Waking up starving lately? Make these quick baked goods, which not only satisfy a sweet craving, but also deliver a hit of citrus (a boon for alleviating morning sickness) and cranberries (which guard against UTIs, something you're prone to during pregnancy). Yum!

Cranberry-Orange Buttermilk Scones
Servings: 12 Prep 15 mins Cook 10 mins Start to Finish 25 mins


  • 2 cups all-purpose flour
  • 1/4 cup plus 2 teaspoons sugar
  • 2 teaspoons baking powder
  • 1 teaspoon baking soda
  • 1/4 teaspoon salt
  • 3/4 cup dried cranberries
  • 2/3 cup plus 2 tablespoons low-fat buttermilk
  • 1/4 cup canola oil
  • 1 tablespoon grated orange zest
  • 1 large egg

Make It

1. Preheat oven to 400 degrees F.

2. In a large bowl, combine flour, 1/4 cup sugar, baking powder, baking soda and salt; stir in cranberries.

3. In a bowl, whisk 2/3 cup buttermilk, oil, zest and egg. Pour into flour mixture, stirring until combined.

4. Turn out onto floured surface; knead 5 or 6 times. Flatten to 9-inch round. With 2-inch wide glass, cut out 6 scones. Combine scraps and repeat. Place on baking sheet and sprinkle with remaining buttermilk and sugar.

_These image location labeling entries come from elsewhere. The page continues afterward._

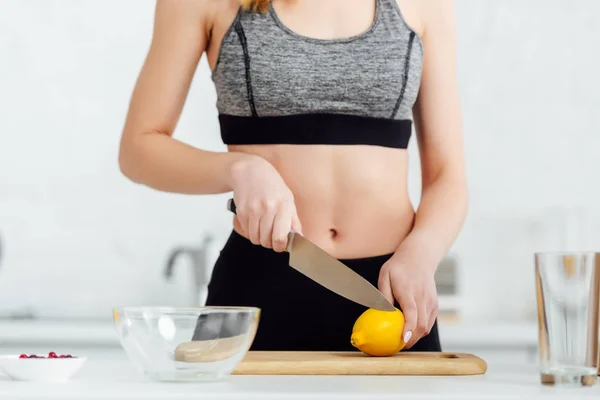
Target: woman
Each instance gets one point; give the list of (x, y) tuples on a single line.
[(316, 103)]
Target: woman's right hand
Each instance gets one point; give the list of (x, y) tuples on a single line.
[(265, 206)]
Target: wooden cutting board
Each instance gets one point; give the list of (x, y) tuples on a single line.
[(356, 363)]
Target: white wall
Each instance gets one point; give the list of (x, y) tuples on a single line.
[(79, 238)]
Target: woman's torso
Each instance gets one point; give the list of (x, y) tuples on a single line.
[(351, 194)]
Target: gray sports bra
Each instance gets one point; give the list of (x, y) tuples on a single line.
[(275, 86)]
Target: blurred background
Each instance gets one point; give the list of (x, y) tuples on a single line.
[(77, 238)]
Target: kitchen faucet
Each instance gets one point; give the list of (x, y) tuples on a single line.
[(199, 259)]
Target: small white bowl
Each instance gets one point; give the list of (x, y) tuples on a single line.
[(41, 369)]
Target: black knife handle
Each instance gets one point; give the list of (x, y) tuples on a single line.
[(231, 206)]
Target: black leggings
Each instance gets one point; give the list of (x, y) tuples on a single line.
[(296, 312)]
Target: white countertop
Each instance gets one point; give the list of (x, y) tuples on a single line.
[(515, 334), (112, 379)]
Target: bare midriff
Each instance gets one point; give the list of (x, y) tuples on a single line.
[(352, 201)]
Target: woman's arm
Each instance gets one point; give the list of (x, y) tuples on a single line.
[(437, 115), (149, 154), (409, 275)]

5. Bake 10 minutes until golden brown. Let cool on wire rack just until warm.

Nutrition Facts

Servings Per Recipe: 12; Amount Per Serving: cal. (kcal): 174, Fat, total (g): 6, sat. fat (g): 1, carb. (g): 28, fiber (g): 1, pro. (g): 3, Folate (µg): 41, sodium (mg): 250, calcium (mg): 80, iron (mg): 1, Percent Daily Values are based on a 2,000 calorie diet.